Beginning on a Saturday, perform a full, cold backup to the Week 1 tape.
Also on Saturday, copy essential patient information (demographics, problem lists, medication lists, allergies, etc.) to rewritable CD or DVD media in a form that can be read on a laptop. (We use a specially designed database process to extract this data in an EHR-independent file format that can be read by Microsoft Office programs such as Excel and Access.) The advantage of this “essential data” on CD/DVD is that it is a simple, robust method to ensure continued read-only access to most relevant patient information in the event of any prolonged EHR catastrophe. Perform this type of backup biweekly.
Beginning the following Monday, perform daily warm backups on the daily tapes. Monday should be a complete backup, while Tuesday through Friday may be incremental backups. Store the daily tapes on-site.
Once a week, print paper appointment schedules for the next three weeks.
On Saturday, perform another full, cold backup on the Week 2 tape.

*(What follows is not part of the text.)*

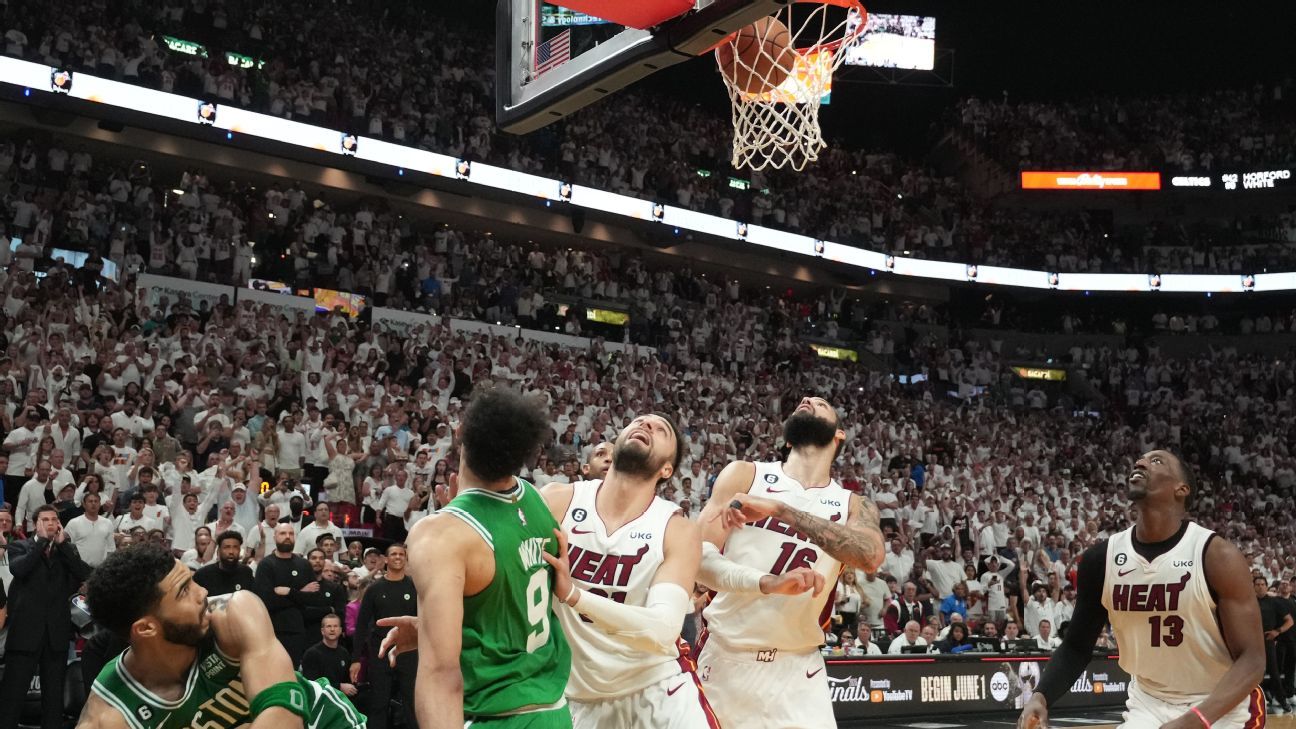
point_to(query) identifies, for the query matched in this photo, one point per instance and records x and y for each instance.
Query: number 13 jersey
(789, 623)
(1164, 616)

Continue with this rotation method until the last day of the month. On the last day, no matter what day of the week it is, perform a full, cold backup on the first monthly tape. Label the tape with the current date.
Continue the rotation through all 12 months of the year.
The monthly tapes can be archived for permanent storage or recycled on a quarterly, yearly or biannual basis. If desired, additional backups can be performed every quarter or every year for long-term archiving.
Set the backup software to follow every tape backup, whether warm or cold, with intrinsic verification of the accuracy of the backup.
Encrypt data in the process of backup to mitigate risk of theft, loss or tampering (unauthorized access).
Store backup media in plastic cases with a paper seal applied over the case opening to further mitigate the risk of tampering, and keep them in secure locations (specially locked cabinets or a safe, depending on the location).
Arrange to store weekly and monthly backup media in a local off-site location. (We have a shuttle that travels between clinic sites; it shuttles batches of tapes back and forth weekly.)
Periodically, rotate off-site backup media to a remote (out-of-county) location. You might, for instance, want to do this for longer-term archiving.
Every week, perform a “test restore” of the database from randomly selected backup media, restoring the data to your warm-spare server and then testing to ensure that the EHR can properly access the restored data.
Maintain logs of all backup activities, and require that they be signed off by supervisory personnel who verify adherence to backup procedures.
Arrange for an independent outside audit of your backup system every six months.
More work to do
In this article, we have chosen to focus exclusively on protection of the EHR database. However, we feel that the general principles outlined above can be successfully applied to most databases relevant to a family physician's practice. Attention to the five values and three dimensions of data protection will go a long way toward preparing a practice to weather the storms of unexpected system failures.
We recognize that the principles we have outlined in this article are neither perfect nor exclusive of other solutions. They simply constitute our best efforts to understand and address this problem. We are still working out the implementation details in our own plan, and we will no doubt need to make changes as we go. Physicians will need to customize their approaches depending on their own individual tolerance for data loss and EHR downtime, cost constraints (“high availability” systems tend to incur extra expense) and access to knowledgeable IT personnel. Some practices may choose to adopt procedures that are less complex and less costly than ours, while others may choose to be even more stringent.
During our EHR database crisis, open communication and venting of frustration were critical. Accountability, transparency and daily communication were paramount. A sense of “we are all in this together” and a positive, proactive attitude of “getting through this and becoming stronger by it” permeated our culture. In fact, it was this attitude that led to the writing of this article, so that others do not repeat our mistake.